For ordinary Nairobi residents, the day unfolded as a grinding inconvenience. Commuters and pedestrians complained of harassment and delays at checkpoints. The screening was thorough, the waits unpredictable. Police had made clear that anyone engaging in unlawful acts would face legal consequences, a warning that hung over the city even as commanders insisted everything was under control.

The tension was not between police and a phantom threat, but between two versions of what the day meant. For the security establishment, Saba Saba was a date that demanded precaution—a day when history suggested things could spiral. For the activists and the grieving families behind the petition, it was a day to demand accountability for deaths and disappearances that had already occurred.
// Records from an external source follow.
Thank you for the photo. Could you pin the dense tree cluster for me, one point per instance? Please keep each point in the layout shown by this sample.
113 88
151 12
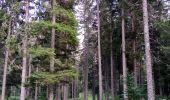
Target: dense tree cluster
124 55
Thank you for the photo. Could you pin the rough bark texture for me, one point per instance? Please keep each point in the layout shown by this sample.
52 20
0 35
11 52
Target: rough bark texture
112 68
150 85
51 87
65 92
4 76
86 82
24 60
6 65
36 89
125 93
99 55
58 93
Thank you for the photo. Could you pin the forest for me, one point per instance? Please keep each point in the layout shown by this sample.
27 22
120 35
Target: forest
84 49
The checkpoints, the no-go zones, the extra patrols—they were the state's answer to a question the protesters were asking. Whether that answer would hold depended on what happened when the march began.

There will be no problem at all. The day will be a normal working day.
— Nairobi Regional Police Commander Issa Mohamud
The heightened security measures were informed by past experiences in which some demonstrations turned violent, leading to breaches of the peace and disruption of normal business activities.
— Police Spokesperson Michael Muchiri
The Hearth Conversation Another angle on the story
Inventor

Why deploy checkpoints if police say no one has notified them of protests?

Model

Because they're preparing for the possibility anyway. Saba Saba has a history of turning volatile. The police are saying they have no formal notice, but they're also saying they expect trouble—those two things exist in the same breath.

Inventor

So the security is preventive, not responsive?

Model

Exactly. They're trying to shape the day before it happens. The checkpoints aren't there because a crime occurred; they're there to prevent one they think might.

Inventor

But a group did notify them. The Grassroots Economic Justice Movement filed formal notice.

Model

Yes, and that's the real story underneath. Police say no one notified them, but someone did. Either the notification didn't reach the right desk, or the police are choosing not to acknowledge it as legitimate.

Inventor

What are people actually protesting about?

Model

Extrajudicial killings, enforced disappearances, excessive force by security agencies. These aren't abstract grievances. These are deaths and missing people. The petition is going to Parliament because the people believe the police themselves are the problem.

Inventor

So the checkpoints might actually inflame things?

Model

That's the risk. You're screening people on the day they want to march against police violence. The inconvenience, the harassment people reported—that becomes part of the story they're trying to tell.

Inventor

What does "normal working day" mean in this context?

Model

It's the police trying to say: nothing to see here, go about your business. But the checkpoints, the no-go zones, the extra patrols—that's not normal. It's the opposite of normal. It's the state saying we're watching, we're ready, don't test us.